Even science fiction needs to be anchored in some reality. No wonder that the first big US regulatory crackdown on special purpose acquisition companies focuses on something called a “microwave electrothermal water plasma thruster”.

Last year, satellite start-up Momentus used this nascent propulsion technology to go public at a $1.2bn valuation in a blank-cheque reverse merger. The US Securities and Exchange Commission has since announced an enforcement action against the Momentus founder as well as the Spac. The watchdog felt public investors had been misled about the viability of the thruster and, by extension, Momentus. 

Dozens of space-age companies, long on hype and short on income, have listed their shares via Spacs. The SEC action correctly puts pressure on Spac sponsors — often big name investors or Wall Street banks — to conduct proper due diligence on target businesses before making starry promises to investors. One group deserving of scrutiny are the white-shoe investment banks and law firms. These well-respected groups have happily chased the reverse-merger mania. They can also provide an unwarranted veneer of respectability to Spac deals, as the Momentus rebuke reveals.

Spac deals provide excellent fees-for-service to banks and law firms. These include capital markets and advisory fees.
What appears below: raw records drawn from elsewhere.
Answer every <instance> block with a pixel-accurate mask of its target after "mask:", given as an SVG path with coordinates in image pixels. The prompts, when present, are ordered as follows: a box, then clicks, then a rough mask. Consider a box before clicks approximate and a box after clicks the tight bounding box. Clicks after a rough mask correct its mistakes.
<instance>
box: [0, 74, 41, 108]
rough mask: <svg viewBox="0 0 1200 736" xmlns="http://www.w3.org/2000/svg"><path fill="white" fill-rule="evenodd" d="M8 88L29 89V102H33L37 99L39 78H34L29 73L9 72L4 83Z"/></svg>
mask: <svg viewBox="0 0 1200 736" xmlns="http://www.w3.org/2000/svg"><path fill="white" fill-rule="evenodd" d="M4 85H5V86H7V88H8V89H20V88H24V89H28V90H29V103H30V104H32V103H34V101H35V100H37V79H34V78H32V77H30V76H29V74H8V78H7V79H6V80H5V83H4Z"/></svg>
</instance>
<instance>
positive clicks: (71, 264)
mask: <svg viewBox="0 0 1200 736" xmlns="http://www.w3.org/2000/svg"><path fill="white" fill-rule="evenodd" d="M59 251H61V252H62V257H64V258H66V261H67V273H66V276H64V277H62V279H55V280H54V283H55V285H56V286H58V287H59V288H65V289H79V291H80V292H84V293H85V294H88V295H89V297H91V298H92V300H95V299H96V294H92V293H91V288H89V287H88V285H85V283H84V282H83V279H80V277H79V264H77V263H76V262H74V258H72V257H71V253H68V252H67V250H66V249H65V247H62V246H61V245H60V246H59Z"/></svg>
Spac sponsors tend to raise even more funds with successive vehicles. Bank bosses this year have specifically pointed them out as driving record-setting profits.

The SEC noted that even if Momentus exaggerated about its thruster technology to Stable Road, the Spac, the latter still should have vetted the claims of its merger partner. Due diligence, the SEC claims, sometimes gets short shrift due to juicy profits accruing to Spac sponsors when a deal closes. For advisers, basic document drafting and simplistic valuation analysis may appeal more than asking thorny questions about technology.

A recent report says the SEC has begun studying the roles of investment banks in Spac deals and their own tangled incentives. The accountability of these gatekeepers must be a critical part of the Spac oversight system.